We could not stop laughing. Was it the laughter of fun or hysteria? We'll never know! But my right leg was in past the knee, then suddenly mid-thigh. Oh dear. Ange and Trace were yanking my arms to try and pull me out, the dogs were having a great time playing in the stinky mud, and all of us were absolutely cacking ourselves. After awhile of getting nowhere with the arm yanking, besides Trace saying in a rather deep voice that I hadn't ever heard before "SO MUCH PAIN. SO MUCH PAIN", I gave up any illusions I had of not being completely filthy and got on my left knee and hands, and asked the girls to give my pants a good hard yank.

We got there eventually, sweaty and muddy and in fits of strange laughter. Then we realised we were surrounded by this stuff and couldn't actually turn back or the same thing would happen again. Looking forward we were probably twenty metres or so from sand so we decided to go forward, and ran as lightly as we could across the muddy quicksand and found the sand was just as sinky. The only thing for it was to crawl out of the mangroves on  hands and knees, as we didn't sink as far that way.

There was a lady fishing on the pier who watched the whole thing and was clearly finding it very entertaining.

I had my phone on me (grabbed at the last minute with whimsical notions of documenting our first walk after moving in) and had given it to Ange to stuff in her bra while they were yanking me out of the mud to try and save it from falling to its doom. She still had it, so we decided to try and swim across the inlet and call Shannon to come pick us up. I looked at the maps function (bless you iPhone) and it told me it would take two hours to walk back. We were all wet and cold by now so it was a bit of a recipe for disaster.

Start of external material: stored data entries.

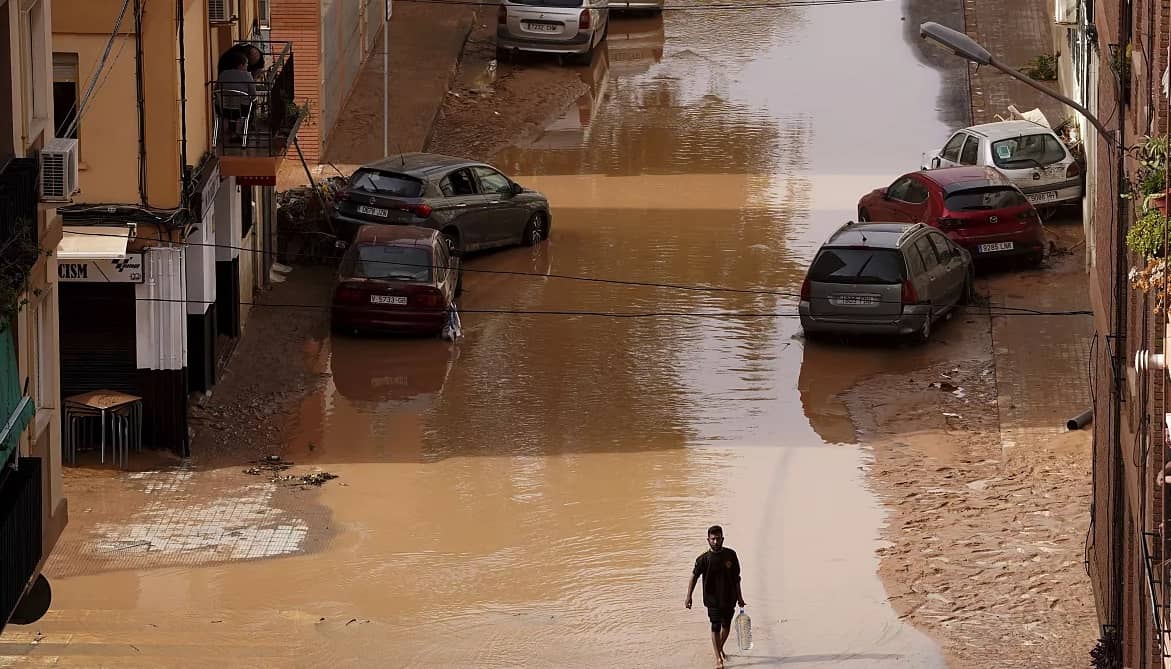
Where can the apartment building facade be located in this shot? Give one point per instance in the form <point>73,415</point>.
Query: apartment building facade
<point>33,509</point>
<point>172,230</point>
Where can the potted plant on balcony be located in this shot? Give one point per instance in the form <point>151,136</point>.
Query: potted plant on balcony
<point>18,253</point>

I went first and found the water to be pretty much what you'd expect in the middle of winter, but could walk across and only get wet up to my neck. No worries! When the water hit my lungs I had a bit of difficulty breathing but outwardly and loudly remained cheerful cos I thought Tracey was quietly freaking out a bit and didn't want her to worry about any possible hypothermia or death. My vocal communication consisted of "yep it's ok! Ok! A bit deeper! Deeper! But Ok! No worries! Ha! Pretty deep! Haha! Ok! Oh good, shallower, shallower, shallower, shallower, Yay!!!!".

Clem had swum out to hang out with me while I took this detour from our walk, but I knew Happy would be well, unhappy to have to swim so I shouted out to Trace that she'd have to put him on his lead. She met me halfway with the phone held over her head, and I turned back to my side of the shore and called Shannon. No answer.

Kept calling while the girls were coming over with the dogs and broke the news there was no answer when we were all safe on the much less sinky sand.

I tried Ange's mobile, Trace's mobile (both left back at the house where Shannon was) and our landline a few times. No answer. After a few minutes Shannon called back and came to find us (we sat on tarps in her car, bunch of stinky ladies). It took awhile as she got lost but we were home within an hour or so.


(Happy, Tracey, Clem and Ange after emerging from our swim. RIP Ange's boots and my runners).

Shannon and Ange took off and Trace and I had hot drinks with a good glug of Baileys in them, watched DVDs on the couch with a few million blankets and cracked up at regular intervals over the corker of a joke "remember when we got bogged in the mud?"

Yep. Good times.

We met a local a few days later who told us about some people who had to be rescued by police after a similar thing happened so we didn't feel like such giant dorks.

This is just a (long and rather wordy) snapshot of our first week in our little house on the inlet. Other fun things like chatting with the owners of the local store and hearing about how there used to be some "bad eggs who did wheelies on their bikes" but are "no longer a problem" have given us a feel for this quiet place.